I. Traffic Light Control System Integration: To implement SPAT applications locally, the system architecture shown in Figure 1 has been designed. The PC5-based C-V2X SPAT application has been successfully launched, where:

Figure 1. Traffic Light Control System Integration Architecture Diagram

• The system can directly collect traffic light information from the traffic light controller.
• The traffic light acquisition program is responsible for receiving roadside traffic light information; this includes traffic light phase, color, and remaining time, which are all sent to the roadside unit (RSU).
• The RSU reads this information and packages it into C-V2X protocol messages.
• The RSU broadcasts the C-V2X messages to the on-board unit (OBU) via the PC5 interface.
• The on-board unit (OBU) installed in the autonomous vehicle analyzes and filters this information, and then sends it to the autonomous driving system industrial PC (IPC) for deceleration or stop control.
• The user interface (UI) displays C-V2X technical information in an intuitive way.

II. VRUCW Application System Integration: The C-V2X VRUCW application based on PC5 is shown in Figure (2), where:

Figure 2. Schematic Diagram of VRUCW Integration System

• The VRUCW application can be considered a P2I2V service (Pedestrian-Infrastructure-Vehicle). IP cameras must be installed in the road area for line-of-sight (LOS) and non-line-of-sight (NLOS) monitoring.
• It uses an AI server equipped with a series of deep learning technologies (such as CNN (Convolutional Neural Network) and SSD (Single Shot Detector)). If any pedestrian passes through the camera's coverage area, the system will detect the object.
• The AI ​​server transmits the analysis results, including target recognition and motion prediction, to the Roadside Unit (RSU), which then broadcasts this information to all On-Board Units (OBUs) within its coverage area.
• The OBU is responsible for integrating vehicle information (such as speed, heading, and position) to determine if there is a collision risk. We use a target classification algorithm to determine the pedestrian's direction for subsequent calculation of the likelihood of a collision warning.
• Assuming there is a collision risk between the pedestrian and the vehicle, for example, if the distance between them is within 50 meters and the vehicle's speed exceeds 10 km/h, we trigger a collision warning through the algorithm.
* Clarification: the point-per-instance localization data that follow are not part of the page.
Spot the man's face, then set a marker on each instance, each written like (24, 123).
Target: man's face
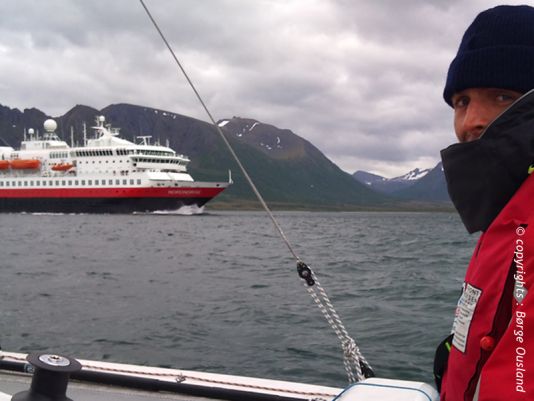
(475, 108)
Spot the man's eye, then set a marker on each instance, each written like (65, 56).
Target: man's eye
(504, 97)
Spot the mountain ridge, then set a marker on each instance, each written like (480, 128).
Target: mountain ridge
(288, 170)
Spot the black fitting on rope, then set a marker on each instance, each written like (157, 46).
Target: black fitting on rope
(305, 273)
(50, 378)
(366, 370)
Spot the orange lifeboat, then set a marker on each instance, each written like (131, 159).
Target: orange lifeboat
(25, 164)
(62, 166)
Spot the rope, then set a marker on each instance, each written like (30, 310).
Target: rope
(180, 378)
(353, 359)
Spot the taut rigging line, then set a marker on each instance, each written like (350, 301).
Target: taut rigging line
(356, 365)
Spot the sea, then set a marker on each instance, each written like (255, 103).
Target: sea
(219, 291)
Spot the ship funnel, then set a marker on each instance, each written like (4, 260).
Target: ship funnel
(50, 125)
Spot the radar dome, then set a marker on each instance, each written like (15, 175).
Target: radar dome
(50, 125)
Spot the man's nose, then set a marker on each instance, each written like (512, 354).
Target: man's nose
(475, 120)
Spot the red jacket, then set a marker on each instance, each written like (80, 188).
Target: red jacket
(492, 357)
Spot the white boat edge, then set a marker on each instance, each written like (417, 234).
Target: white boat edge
(367, 390)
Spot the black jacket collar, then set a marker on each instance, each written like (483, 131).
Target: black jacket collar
(483, 175)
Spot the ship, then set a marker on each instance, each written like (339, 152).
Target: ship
(108, 174)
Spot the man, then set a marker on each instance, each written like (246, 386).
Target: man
(488, 177)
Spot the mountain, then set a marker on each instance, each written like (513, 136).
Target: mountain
(389, 185)
(426, 185)
(288, 170)
(432, 187)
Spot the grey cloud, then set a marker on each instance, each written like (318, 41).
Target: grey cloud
(360, 80)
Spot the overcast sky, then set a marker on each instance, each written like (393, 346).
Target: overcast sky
(361, 80)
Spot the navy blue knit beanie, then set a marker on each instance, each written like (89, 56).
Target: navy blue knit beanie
(497, 51)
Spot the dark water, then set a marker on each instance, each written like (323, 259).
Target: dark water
(219, 291)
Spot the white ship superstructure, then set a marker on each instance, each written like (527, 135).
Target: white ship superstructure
(108, 174)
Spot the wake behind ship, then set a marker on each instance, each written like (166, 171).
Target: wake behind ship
(108, 174)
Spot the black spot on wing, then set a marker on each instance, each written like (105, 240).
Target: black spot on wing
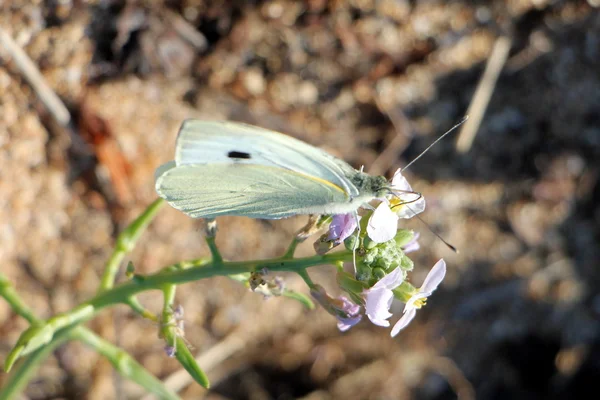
(239, 155)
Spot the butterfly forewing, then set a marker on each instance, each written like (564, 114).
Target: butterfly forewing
(255, 191)
(207, 142)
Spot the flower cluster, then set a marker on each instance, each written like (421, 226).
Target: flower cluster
(381, 263)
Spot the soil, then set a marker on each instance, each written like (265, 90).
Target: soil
(518, 315)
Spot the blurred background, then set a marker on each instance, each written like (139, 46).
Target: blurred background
(371, 81)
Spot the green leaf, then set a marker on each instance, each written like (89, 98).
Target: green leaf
(187, 360)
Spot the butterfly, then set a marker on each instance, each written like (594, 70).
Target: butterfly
(228, 168)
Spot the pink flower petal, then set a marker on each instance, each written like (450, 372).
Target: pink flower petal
(434, 277)
(382, 224)
(342, 226)
(377, 305)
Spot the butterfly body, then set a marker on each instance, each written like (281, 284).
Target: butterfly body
(226, 168)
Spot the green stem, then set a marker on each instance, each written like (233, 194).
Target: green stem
(125, 364)
(214, 251)
(37, 336)
(136, 306)
(125, 243)
(120, 359)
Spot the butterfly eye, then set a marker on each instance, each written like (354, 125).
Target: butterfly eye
(239, 154)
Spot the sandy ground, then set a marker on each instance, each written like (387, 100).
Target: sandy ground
(373, 82)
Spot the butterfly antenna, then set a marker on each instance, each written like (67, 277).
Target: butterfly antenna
(462, 121)
(454, 249)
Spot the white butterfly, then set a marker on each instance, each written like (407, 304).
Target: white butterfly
(227, 168)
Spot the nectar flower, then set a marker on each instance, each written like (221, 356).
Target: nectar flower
(341, 227)
(379, 297)
(346, 312)
(405, 204)
(417, 300)
(413, 245)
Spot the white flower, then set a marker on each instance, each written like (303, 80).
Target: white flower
(406, 203)
(432, 281)
(379, 297)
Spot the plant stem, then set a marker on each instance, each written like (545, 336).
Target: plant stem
(125, 243)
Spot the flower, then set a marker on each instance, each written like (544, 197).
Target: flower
(413, 245)
(347, 313)
(379, 297)
(417, 300)
(341, 227)
(383, 223)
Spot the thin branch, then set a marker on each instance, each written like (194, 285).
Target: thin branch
(483, 93)
(33, 75)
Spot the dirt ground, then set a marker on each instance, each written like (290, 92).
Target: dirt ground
(518, 316)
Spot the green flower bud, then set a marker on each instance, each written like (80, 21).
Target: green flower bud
(403, 237)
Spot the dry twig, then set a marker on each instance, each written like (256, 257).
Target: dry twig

III. Autonomous Driving System Integration: The integration of PC5-based C-V2X with the autonomous driving system is currently designed and implemented as shown in Figure (3), where:

Figure 3. Schematic Diagram of Autonomous Driving Integration System

• The Roadside Unit (RSU) receives information from the traffic light controller or the AI server. It then broadcasts this information within its coverage area using a predefined message format.
• The On-Board Unit (OBU) receives the broadcast messages through PC5-based C-V2X communication.
• The OBU connects to the industrial PC (IPC) of the autonomous driving system via the TCP/IP protocol. The OBU receives Global Navigation Satellite System (GNSS) and Controller Area Network (CAN) messages from the vehicle.
• The OBU uses advanced internal algorithms to determine if the situation is dangerous. It then sends corresponding warning messages to the autonomous driving system's IPC based on the situation.

At this point, the C-V2X technology is integrated into the autonomous driving system as expected.